Ciudad de México.- La comunicadora Roxana Guzmán, secuestrada el 2 de junio en Nanchital, Veracruz, fue confirmada muerta por la Secretaría de Marina, marcando un trágico desenlace en un caso que ha capturado la atención nacional. Su secuestro fue inicialmente documentado en un video que mostró cómo era violentamente sustraída de su residencia.
La detención de José “N”, conocido como “Delta 7”, fue llevada a cabo por la Marina junto a la Secretaría de Seguridad, tras operaciones de inteligencia ejecutadas en Coatzacoalcos.
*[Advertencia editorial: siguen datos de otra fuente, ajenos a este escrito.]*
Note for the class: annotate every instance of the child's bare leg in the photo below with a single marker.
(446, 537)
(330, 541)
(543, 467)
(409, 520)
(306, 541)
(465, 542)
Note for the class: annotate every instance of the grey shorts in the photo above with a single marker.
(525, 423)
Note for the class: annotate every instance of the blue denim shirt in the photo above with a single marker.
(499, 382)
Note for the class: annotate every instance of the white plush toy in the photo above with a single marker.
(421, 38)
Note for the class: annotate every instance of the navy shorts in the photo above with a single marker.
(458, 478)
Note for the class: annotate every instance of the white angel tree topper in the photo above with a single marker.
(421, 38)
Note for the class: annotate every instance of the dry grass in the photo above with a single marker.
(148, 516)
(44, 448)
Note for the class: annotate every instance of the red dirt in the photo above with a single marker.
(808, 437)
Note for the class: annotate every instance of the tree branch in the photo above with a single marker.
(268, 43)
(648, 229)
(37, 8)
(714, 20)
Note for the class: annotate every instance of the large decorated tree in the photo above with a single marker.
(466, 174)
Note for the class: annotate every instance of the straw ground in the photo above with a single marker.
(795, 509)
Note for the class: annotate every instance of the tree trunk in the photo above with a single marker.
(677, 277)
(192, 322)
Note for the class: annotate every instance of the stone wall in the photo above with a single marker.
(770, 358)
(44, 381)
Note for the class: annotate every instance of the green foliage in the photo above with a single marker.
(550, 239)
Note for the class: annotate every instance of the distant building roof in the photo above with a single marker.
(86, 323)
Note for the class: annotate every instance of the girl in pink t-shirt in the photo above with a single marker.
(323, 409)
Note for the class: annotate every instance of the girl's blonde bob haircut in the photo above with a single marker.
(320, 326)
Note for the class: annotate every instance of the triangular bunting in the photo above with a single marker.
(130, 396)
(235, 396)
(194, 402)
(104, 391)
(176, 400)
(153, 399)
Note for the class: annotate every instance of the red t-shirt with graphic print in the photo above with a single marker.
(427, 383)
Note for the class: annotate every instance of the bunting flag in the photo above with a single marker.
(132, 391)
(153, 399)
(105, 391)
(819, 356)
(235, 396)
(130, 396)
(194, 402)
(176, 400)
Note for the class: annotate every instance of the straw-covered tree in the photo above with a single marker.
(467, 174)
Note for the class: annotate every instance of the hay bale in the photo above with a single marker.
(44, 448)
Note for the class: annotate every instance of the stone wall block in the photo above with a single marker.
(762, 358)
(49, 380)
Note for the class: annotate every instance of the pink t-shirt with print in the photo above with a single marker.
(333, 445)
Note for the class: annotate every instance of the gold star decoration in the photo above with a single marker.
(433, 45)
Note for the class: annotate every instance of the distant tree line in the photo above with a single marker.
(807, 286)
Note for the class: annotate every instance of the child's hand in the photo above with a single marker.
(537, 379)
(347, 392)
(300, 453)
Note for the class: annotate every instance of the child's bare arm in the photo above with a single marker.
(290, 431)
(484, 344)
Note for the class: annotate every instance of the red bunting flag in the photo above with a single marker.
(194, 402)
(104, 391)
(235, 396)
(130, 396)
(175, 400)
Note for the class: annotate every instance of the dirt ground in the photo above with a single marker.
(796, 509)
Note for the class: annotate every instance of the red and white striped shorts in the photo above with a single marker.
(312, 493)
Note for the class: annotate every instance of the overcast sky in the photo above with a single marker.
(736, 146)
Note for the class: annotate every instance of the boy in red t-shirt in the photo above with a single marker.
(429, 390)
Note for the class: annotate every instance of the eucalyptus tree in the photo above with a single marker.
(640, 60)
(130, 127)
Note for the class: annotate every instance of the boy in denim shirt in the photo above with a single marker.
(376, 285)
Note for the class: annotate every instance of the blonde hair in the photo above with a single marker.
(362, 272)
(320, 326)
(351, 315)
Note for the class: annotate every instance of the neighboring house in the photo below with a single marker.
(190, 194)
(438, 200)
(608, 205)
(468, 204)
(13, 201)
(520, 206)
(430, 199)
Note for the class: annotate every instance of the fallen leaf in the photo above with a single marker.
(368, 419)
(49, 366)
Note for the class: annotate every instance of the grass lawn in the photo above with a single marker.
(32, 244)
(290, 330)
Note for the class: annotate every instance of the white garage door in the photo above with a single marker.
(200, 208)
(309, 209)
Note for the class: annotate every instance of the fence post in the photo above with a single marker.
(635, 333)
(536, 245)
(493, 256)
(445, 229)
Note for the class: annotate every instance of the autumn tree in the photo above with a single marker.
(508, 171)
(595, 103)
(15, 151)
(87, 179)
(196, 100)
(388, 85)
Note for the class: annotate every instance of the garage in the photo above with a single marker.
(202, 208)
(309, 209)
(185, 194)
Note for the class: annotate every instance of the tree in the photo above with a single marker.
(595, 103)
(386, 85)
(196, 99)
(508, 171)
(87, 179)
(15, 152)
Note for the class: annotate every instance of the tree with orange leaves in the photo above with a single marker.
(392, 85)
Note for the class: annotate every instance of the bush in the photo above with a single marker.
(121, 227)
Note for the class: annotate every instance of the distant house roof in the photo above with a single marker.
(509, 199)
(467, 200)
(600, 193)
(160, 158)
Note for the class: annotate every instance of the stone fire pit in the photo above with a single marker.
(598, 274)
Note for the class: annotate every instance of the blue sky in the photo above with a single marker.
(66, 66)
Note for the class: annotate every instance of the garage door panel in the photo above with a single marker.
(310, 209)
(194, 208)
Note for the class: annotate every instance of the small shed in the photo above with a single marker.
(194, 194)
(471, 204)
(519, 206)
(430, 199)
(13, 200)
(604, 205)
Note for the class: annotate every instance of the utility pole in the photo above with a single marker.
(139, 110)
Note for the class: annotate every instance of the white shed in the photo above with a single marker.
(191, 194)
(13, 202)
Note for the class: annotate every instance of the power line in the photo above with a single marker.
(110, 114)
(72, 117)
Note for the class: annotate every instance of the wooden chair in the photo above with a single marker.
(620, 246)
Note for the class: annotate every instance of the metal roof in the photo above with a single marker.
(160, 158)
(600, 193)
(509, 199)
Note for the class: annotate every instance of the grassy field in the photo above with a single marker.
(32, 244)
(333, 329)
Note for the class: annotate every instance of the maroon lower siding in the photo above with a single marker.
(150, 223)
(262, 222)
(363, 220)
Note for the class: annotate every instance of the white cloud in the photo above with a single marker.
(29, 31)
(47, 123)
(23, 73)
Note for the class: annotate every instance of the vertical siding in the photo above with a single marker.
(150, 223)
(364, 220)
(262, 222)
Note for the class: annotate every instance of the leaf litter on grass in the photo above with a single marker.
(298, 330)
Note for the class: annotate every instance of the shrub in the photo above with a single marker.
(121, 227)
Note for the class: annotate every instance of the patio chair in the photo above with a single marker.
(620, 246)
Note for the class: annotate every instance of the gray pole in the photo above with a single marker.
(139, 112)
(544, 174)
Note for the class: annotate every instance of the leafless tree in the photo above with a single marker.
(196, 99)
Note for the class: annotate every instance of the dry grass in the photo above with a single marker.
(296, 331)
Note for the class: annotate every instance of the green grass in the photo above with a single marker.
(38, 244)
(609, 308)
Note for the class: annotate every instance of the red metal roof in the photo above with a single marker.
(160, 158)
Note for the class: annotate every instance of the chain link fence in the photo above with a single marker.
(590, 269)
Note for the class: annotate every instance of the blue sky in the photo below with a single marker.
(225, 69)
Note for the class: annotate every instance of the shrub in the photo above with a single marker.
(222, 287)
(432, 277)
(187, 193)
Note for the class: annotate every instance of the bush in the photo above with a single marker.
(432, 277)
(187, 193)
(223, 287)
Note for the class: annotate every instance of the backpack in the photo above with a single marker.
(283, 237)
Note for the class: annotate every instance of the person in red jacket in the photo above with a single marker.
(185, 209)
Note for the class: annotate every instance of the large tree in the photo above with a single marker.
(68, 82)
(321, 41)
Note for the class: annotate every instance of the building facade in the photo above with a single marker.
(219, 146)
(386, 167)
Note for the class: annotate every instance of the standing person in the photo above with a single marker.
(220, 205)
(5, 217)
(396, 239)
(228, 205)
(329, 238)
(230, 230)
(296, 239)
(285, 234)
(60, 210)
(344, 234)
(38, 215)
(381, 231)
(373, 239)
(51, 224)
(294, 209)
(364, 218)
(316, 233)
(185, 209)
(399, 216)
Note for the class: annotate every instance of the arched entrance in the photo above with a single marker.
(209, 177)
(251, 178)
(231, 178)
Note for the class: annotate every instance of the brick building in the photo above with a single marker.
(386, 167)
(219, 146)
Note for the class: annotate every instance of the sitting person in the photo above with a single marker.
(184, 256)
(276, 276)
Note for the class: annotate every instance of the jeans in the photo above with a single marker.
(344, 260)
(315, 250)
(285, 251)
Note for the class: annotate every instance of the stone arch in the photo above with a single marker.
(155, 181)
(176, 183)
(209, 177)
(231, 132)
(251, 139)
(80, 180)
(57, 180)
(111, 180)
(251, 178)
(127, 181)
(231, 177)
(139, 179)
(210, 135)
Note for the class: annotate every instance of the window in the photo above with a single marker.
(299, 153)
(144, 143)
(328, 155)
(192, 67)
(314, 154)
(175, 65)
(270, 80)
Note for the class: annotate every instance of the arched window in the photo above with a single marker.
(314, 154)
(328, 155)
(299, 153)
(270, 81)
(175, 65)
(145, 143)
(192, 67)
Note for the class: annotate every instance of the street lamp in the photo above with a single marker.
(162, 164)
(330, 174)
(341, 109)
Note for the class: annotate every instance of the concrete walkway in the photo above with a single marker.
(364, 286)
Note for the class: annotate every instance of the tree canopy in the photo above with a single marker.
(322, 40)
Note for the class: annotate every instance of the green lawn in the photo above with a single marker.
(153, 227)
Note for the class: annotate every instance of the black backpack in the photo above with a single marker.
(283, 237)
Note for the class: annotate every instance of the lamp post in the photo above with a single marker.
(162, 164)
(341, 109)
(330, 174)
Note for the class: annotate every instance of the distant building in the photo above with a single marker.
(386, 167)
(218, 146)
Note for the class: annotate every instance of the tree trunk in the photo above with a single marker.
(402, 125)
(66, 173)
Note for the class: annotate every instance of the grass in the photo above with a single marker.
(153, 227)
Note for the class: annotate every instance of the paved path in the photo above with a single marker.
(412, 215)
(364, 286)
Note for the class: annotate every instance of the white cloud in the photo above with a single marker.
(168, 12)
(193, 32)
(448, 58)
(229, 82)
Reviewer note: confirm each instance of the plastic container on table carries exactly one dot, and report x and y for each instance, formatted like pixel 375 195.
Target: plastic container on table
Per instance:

Según las autoridades, el acusado confesó la ubicación del asesinato de Guzmán, lo cual está siendo corroborado por el personal naval en el área asegurada.
La Fiscalía General de la República tomó las riendas del caso el 12 de junio, más de una semana después del secuestro. Sin embargo, se han levantado críticas desde el círculo familiar de la víctima, quienes sienten que el avance en la investigación ha sido insuficiente a pesar de los esfuerzos federales.
El fiscal del estado, Lisbeth Aurelia Jiménez Aguirre, enfatizó la importancia de considerar el contexto social y familiar alrededor de este crimen para que las investigaciones continúen sin interrupciones. La Fiscalía ha comprometido sus recursos a mantener una investigación exhaustiva bajo las directrices del Protocolo de Investigación de Delitos contra la Libertad de Expresión.
La Fiscalía Especial de Atención a los Delitos Contra la Libertad de Expresión ha asumido el liderazgo para garantizar que se respeten los derechos de aquellos que ejercen la libertad de prensa. Este caso resalta las amenazas persistentes contra comunicadores en México, subrayando la necesidad de protección efectiva hacia quienes desarrollan esta labor indispensable para la democracia.